1
votes

What I want exactly is to cluster words and phrases, e.g. knitting/knit loom/loom knitting/weaving loom/rainbow loom/home decoration accessories/loom knit/knitting loom/...And I don'd have corpus while I have only the words/phrases. Could I use a pre-trained model like the one from GoogleNews/Wikipedia/... to realise it?

I am trying now to use Gensim to load GoogleNews pre-trained model to get phrases similarity. I've been told that The GoogleNews model includes vectors of phrases and words. But I find that I could only get word-similarity while phrase-similarity fails with an error message that the phrase is not in the vocabulary. Please advise me. Thank you.

import gensim
from gensim.models import Word2Vec
from gensim.models.keyedvectors import KeyedVectors

GOOGLE_MODEL = '../GoogleNews-vectors-negative300.bin'

model = gensim.models.KeyedVectors.load_word2vec_format(GOOGLE_MODEL, binary=True) 


# done well
model.most_similar("computer", topn=3) 

# done with error message "computer_software" is not in the vocabulory.
model.most_similar("computer_software", topn=3) 
1

1 Answers

0
votes

The GoogleNews set does include many multi-word phrases, as created via some statistical analysis, but might not include something specific you're hoping it does, like 'computer_software'.

On the other hand, I see an online word-list suggesting that a phrase like 'composite_fillings' is in the GoogleNews vocabulary, so this will likely work for you:

model.most_similar("composite_fillings", topn=3) 

With that vector-set, you're limited to what they chose to model as phrases.
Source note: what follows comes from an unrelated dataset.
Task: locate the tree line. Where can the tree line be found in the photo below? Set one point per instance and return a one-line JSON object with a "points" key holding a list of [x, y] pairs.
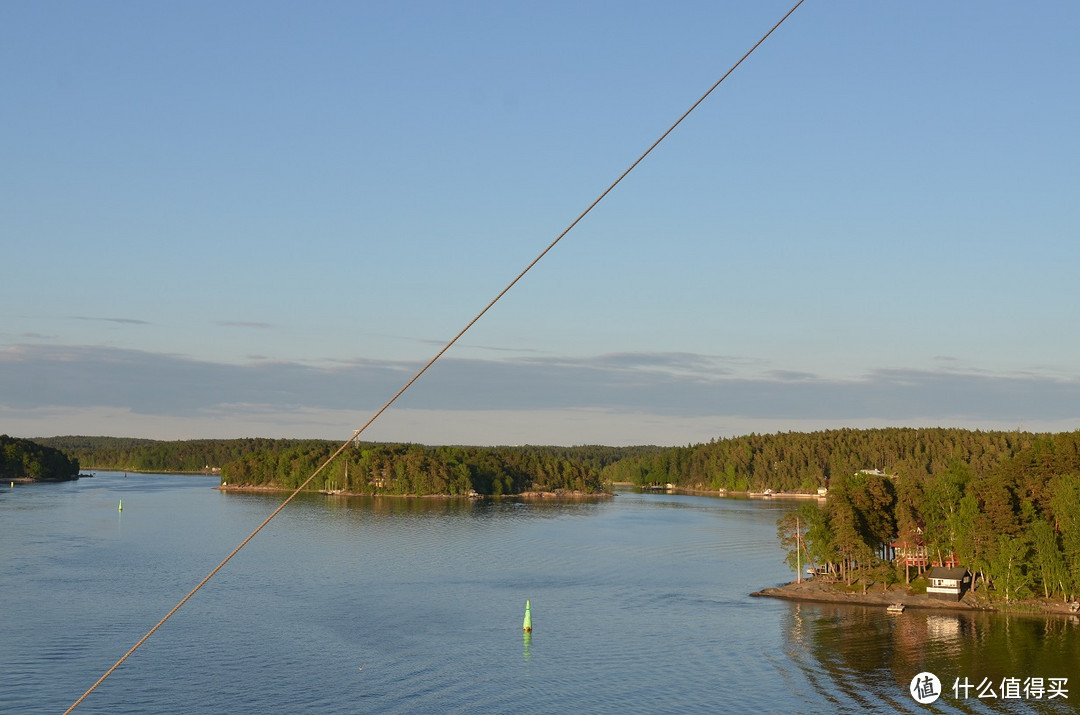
{"points": [[414, 469], [24, 459], [804, 461], [1014, 524]]}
If you need similarly-strong vectors for other phrases, you'd likely need to train your own model, on a corpus where the phrases important to you have been combined into single tokens. (If you just need something-better-than-nothing, averaging together the constituent words' word-vectors would give you something to work with... but that's a pretty-crude stand-in for truly modeling the bigram/multigram against its unique contexts.)